Matters it is investigating include the status of koala populations, the adequacy of current measures to protect the species and the impact of government legislation and policies on koalas and their habitat.

This inquiry is being welcomed by those concerned about declining koala numbers and the loss of koala habitat.  It is hoped that it will lead to effective action by the NSW Government to stop the current slide of koalas in this state towards extinction.

The major threat to koalas is loss of habitat as a result of agricultural and forestry activities as well as urban expansion into koala habitat (including rural residential expansion). Other threats, many of them development related, are road kill, dog attack and stress related disease.  Other threats include drought and climate change.

Current government policies are resulting in loss of habitat and habitat fragmentation.  The NSW Government’s easing of rules on native vegetation has led to an acceleration in land clearing which is affecting koalas as well as other vulnerable native species. 
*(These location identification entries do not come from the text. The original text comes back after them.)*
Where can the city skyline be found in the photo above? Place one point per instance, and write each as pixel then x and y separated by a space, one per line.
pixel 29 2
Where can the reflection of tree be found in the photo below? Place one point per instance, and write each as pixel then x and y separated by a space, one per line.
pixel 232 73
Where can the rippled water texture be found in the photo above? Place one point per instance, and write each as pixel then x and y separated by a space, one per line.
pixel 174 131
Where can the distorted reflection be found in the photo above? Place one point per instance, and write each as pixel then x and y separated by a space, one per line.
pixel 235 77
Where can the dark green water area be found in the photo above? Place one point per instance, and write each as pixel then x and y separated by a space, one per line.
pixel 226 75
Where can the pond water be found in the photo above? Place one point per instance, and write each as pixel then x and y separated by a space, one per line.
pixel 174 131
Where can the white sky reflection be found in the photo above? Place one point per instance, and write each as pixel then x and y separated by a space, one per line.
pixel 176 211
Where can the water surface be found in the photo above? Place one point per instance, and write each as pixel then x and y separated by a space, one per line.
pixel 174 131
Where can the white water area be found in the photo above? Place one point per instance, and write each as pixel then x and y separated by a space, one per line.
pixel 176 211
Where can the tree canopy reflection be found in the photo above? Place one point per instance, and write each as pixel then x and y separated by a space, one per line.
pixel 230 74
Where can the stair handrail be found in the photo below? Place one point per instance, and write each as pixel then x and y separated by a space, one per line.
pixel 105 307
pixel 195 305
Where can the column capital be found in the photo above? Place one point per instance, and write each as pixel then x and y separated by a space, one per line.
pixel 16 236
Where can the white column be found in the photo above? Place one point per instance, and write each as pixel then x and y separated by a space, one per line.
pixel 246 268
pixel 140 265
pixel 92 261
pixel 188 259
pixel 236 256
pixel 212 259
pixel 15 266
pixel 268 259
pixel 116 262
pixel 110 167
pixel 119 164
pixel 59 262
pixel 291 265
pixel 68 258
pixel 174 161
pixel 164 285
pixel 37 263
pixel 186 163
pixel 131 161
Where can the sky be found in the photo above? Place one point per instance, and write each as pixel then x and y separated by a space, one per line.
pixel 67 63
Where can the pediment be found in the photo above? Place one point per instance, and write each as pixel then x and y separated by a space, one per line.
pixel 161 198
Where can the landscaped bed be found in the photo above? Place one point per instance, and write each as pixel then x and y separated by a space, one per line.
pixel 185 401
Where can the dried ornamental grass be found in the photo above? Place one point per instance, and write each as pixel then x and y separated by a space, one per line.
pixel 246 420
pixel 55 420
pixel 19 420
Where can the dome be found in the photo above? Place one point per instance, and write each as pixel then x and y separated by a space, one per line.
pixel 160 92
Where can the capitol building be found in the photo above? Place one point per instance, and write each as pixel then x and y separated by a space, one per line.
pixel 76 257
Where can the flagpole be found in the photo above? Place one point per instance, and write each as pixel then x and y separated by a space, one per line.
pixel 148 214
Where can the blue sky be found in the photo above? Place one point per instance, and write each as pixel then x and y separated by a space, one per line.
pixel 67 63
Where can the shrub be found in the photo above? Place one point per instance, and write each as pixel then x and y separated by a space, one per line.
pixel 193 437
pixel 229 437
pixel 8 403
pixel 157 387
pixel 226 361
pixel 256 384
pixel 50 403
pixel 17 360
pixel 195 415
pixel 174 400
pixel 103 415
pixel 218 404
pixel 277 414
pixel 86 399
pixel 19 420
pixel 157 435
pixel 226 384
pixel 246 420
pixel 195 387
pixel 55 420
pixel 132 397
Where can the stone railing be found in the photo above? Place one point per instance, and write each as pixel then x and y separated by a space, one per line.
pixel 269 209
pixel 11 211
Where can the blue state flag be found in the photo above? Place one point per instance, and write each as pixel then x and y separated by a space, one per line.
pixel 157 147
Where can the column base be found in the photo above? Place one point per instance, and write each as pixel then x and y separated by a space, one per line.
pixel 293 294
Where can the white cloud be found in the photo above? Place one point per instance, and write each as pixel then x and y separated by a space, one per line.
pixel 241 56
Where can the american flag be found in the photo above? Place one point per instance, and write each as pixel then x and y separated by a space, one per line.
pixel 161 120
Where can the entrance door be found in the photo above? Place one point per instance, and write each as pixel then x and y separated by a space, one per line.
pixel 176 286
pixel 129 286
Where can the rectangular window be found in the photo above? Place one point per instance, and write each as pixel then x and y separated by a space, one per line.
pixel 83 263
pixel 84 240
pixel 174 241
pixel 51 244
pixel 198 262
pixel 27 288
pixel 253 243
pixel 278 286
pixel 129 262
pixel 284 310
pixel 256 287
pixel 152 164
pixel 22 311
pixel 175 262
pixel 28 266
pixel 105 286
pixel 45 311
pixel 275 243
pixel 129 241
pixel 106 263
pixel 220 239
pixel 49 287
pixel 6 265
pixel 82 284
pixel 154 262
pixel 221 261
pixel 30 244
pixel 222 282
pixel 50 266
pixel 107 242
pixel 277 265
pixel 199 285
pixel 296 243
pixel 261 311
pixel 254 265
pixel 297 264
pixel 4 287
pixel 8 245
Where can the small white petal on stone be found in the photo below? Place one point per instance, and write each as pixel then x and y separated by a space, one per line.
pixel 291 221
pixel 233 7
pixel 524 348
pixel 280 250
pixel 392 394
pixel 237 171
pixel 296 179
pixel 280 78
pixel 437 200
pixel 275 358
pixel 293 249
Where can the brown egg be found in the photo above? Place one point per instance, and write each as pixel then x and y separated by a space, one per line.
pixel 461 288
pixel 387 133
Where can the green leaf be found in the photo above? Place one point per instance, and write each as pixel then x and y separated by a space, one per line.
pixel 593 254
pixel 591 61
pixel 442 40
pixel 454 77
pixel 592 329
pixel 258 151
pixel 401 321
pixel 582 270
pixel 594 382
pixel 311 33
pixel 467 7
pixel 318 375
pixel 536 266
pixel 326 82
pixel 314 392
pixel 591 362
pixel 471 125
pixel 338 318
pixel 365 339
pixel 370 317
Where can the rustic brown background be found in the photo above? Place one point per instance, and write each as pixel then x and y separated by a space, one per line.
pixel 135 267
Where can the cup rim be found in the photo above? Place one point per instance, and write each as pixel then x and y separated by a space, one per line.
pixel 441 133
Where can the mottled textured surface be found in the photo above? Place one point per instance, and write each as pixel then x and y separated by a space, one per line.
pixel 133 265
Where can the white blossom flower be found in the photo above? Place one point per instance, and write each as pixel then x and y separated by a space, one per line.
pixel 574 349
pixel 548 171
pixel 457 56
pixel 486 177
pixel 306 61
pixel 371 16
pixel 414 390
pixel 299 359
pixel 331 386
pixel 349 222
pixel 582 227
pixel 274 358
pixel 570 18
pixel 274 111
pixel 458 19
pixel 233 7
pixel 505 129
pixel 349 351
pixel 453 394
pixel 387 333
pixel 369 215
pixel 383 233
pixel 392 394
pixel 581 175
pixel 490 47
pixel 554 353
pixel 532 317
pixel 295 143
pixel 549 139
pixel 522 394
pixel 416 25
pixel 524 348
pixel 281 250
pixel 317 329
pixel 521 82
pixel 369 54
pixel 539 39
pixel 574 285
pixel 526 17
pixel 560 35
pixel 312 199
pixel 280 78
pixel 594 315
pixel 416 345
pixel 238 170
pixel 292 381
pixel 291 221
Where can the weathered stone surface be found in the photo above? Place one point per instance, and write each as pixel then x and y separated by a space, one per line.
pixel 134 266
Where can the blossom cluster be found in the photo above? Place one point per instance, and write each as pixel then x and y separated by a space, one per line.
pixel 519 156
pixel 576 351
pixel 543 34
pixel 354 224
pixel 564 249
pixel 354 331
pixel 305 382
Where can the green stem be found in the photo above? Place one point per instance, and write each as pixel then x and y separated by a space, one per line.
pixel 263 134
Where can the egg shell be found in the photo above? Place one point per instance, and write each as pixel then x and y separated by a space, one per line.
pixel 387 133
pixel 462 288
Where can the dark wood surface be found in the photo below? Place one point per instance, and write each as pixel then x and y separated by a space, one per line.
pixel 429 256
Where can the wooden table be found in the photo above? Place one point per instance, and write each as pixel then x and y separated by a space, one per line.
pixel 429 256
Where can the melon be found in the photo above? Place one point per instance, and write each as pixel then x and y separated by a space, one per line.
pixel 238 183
Changes to logging rules in NSW State Forests are also having a serious impact on koalas and their habitat. A North East Forest Alliance (NEFA) study identified that the Forestry Corporation has logged 2,500 ha of “highest priority” koala habitat over the last four years.

On the North Coast koala populations have collapsed by 50% in the last 20 years.

The NSW Government responded to scientific and community concern about koalas by introducing its Koala Strategy.

A joint report by the World Wildlife Federation Australia (WWF), the NSW National Parks Association and NEFA is very critical of this, pointing out that the $45 million plan will not prevent the extinction of koalas in NSW.  Its primary failing is that “it ignores changes in legislation in 2017 that made it legal to clear 99% of the state’s koala habitat.”

Hopefully this parliamentary inquiry will force the Government to finally take effective action.